# Transfer Learning with Pre-trained Models on CIFAR-100

## Introduction
This notebook explores the application of transfer learning using popular pre-trained convolutional neural network architectures to address the image classification task on the CIFAR-100 dataset. Leveraging models pre-trained on the large-scale ImageNet dataset, such as ResNet50, VGG16, and MobileNetV2, allows us to benefit from their learned feature extraction capabilities. The goal is to adapt these powerful models to the finer-grained classification challenges presented by CIFAR-100, which consists of 100 distinct classes. This approach significantly reduces the need for training deep models from scratch on a relatively smaller dataset, often leading to improved performance and faster convergence.

## Project Flow

1.  **Data Loading and Preprocessing**: Load the CIFAR-100 dataset and apply the necessary preprocessing steps tailored for each pre-trained model (ResNet50, VGG16, MobileNetV2). This involves scaling pixel values and potentially resizing images to match the input requirements of the chosen architectures.

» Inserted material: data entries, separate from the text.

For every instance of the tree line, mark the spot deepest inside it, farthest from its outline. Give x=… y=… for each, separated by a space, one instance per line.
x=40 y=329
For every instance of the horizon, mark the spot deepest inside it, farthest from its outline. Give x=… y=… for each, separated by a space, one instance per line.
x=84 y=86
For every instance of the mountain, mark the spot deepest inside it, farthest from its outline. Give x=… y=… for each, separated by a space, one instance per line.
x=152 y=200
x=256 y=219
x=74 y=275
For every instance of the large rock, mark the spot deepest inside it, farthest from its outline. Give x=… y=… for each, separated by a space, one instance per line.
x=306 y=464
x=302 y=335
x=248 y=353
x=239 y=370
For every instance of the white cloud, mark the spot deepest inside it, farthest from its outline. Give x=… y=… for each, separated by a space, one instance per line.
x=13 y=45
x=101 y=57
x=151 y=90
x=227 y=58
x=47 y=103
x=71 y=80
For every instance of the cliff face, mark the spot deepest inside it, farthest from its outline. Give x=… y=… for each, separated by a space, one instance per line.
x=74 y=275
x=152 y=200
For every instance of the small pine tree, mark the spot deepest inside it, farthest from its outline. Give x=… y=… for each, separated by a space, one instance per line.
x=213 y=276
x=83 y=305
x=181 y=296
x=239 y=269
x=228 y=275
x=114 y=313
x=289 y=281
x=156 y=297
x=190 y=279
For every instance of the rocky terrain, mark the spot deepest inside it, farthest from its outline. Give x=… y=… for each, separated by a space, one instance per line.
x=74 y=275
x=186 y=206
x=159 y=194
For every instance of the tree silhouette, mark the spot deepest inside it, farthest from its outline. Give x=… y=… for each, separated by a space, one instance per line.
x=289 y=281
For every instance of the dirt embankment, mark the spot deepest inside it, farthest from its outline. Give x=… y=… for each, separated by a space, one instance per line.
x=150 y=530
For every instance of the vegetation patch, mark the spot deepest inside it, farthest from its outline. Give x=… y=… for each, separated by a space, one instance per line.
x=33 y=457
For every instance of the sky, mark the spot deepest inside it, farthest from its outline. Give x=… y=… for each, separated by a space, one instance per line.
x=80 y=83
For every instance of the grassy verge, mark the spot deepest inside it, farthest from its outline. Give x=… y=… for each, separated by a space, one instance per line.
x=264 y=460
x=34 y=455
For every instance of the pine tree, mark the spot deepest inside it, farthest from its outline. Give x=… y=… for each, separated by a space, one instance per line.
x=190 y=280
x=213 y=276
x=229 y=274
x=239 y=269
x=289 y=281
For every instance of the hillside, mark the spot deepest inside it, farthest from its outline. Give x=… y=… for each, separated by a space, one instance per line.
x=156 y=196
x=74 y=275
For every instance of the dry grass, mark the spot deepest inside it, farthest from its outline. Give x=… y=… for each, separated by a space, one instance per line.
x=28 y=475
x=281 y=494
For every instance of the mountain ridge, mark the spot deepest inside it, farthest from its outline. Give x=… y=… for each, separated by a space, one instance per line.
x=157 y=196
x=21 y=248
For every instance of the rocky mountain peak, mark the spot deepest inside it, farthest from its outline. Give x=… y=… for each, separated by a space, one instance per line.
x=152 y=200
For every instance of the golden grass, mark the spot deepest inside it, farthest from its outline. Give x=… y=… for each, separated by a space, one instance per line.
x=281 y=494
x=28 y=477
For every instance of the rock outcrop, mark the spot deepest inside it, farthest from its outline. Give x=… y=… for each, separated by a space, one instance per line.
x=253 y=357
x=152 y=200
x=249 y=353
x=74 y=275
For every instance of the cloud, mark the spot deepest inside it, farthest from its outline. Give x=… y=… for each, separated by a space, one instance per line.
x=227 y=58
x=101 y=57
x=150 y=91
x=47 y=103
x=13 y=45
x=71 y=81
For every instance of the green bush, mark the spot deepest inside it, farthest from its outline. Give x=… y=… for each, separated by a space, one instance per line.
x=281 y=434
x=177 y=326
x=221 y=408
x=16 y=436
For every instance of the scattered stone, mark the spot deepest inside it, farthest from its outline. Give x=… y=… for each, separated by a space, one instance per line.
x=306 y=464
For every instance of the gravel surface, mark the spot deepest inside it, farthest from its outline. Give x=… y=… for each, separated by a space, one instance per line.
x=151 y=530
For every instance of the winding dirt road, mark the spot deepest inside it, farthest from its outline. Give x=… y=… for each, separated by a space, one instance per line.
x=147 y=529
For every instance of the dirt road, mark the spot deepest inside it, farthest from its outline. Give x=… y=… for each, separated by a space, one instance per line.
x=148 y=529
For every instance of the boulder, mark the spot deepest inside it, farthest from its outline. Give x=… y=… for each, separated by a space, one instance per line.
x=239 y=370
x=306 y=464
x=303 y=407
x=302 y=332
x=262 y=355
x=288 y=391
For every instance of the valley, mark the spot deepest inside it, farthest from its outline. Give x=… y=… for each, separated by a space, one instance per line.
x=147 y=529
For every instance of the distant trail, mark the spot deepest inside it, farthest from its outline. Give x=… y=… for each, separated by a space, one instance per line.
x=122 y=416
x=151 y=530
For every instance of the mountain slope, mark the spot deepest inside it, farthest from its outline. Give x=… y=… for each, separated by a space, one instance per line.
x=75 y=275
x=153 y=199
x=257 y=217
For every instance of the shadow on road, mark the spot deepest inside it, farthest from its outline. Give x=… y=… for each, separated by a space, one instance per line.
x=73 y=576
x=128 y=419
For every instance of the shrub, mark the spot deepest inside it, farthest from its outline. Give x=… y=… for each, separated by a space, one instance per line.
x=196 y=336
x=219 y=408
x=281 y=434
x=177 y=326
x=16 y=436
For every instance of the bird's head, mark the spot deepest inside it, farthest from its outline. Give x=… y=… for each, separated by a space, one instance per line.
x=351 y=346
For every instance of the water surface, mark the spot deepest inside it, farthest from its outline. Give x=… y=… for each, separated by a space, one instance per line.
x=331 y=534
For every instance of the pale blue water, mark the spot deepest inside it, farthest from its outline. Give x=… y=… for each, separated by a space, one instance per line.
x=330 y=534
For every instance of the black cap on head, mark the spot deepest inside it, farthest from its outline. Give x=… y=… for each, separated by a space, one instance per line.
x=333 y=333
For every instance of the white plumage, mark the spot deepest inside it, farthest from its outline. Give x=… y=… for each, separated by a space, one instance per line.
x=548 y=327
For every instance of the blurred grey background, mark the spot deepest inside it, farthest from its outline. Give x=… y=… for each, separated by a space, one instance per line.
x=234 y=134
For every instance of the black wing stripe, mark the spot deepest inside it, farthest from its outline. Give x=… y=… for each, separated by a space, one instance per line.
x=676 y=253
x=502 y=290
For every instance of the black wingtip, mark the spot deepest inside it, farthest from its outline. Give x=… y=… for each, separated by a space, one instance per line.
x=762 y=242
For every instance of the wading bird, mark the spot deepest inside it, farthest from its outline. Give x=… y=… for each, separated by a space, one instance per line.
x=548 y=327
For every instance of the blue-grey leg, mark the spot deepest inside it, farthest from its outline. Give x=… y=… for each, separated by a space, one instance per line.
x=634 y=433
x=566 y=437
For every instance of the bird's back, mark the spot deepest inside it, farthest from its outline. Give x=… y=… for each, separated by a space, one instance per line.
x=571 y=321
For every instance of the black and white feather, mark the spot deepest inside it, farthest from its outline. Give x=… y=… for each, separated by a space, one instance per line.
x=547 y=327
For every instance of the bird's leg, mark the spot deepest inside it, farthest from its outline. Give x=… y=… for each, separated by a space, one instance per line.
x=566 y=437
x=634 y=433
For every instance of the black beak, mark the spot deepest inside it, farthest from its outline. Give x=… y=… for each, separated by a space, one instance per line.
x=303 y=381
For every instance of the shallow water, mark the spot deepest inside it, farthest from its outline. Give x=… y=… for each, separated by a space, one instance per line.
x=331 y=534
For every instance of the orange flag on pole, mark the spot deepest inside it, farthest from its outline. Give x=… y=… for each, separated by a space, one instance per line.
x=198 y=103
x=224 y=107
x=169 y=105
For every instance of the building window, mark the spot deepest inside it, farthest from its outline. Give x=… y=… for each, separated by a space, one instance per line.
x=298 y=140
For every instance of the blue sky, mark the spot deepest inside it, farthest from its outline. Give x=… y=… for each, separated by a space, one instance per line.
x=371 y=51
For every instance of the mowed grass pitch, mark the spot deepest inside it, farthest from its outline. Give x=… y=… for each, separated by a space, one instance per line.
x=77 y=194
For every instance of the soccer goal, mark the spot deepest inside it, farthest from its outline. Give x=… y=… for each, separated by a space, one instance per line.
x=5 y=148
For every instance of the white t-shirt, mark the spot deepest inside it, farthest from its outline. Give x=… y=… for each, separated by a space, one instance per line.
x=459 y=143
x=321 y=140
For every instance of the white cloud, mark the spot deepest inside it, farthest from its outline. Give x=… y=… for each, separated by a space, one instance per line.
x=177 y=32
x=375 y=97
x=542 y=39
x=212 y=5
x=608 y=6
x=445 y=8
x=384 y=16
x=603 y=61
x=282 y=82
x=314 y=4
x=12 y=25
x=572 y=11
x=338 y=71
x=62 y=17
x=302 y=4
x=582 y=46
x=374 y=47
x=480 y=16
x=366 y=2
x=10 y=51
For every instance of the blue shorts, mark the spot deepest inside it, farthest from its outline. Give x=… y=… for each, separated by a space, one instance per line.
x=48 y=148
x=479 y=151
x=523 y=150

2.  **Model Preparation**:
    *   Load pre-trained models (ResNet50, VGG16, MobileNetV2) without their top classification layers.
    *   Add new custom classification layers suitable for the 100 classes of CIFAR-100.
    *   Freeze the layers of the pre-trained base models to retain the learned features during initial training.
    *   Compile the models with an appropriate optimizer, loss function, and metrics.

3.  **Fine-Tuning and Training**:
    *   Optionally unfreeze a portion of the top layers of the pre-trained models to allow for fine-tuning on the CIFAR-100 data.
    *   Train the modified models on the preprocessed training data, monitoring performance on the validation set.

4.  **Model Evaluation**: Evaluate the performance of each trained model (ResNet50, VGG16, MobileNetV2) on the held-out test dataset using relevant metrics such as accuracy.

5. **Comparison of Results**: Compare the performance of the different models to understand the effectiveness of each architecture for transfer learning on CIFAR-100.

## 1. Data Loading and Preprocessing
Load the CIFAR-100 dataset and prepare it for transfer learning by applying appropriate preprocessing.

In [None]:
import tensorflow as tf
from tensorflow.keras.datasets import cifar100

from tensorflow.keras.applications.resnet50 import preprocess_input as preprocess_resnet50
from tensorflow.keras.applications.vgg16 import preprocess_input as preprocess_vgg16
from tensorflow.keras.applications.mobilenet_v2 import preprocess_input as preprocess_mobilenetv2


(X_train, y_train), (X_test, y_test) = cifar100.load_data()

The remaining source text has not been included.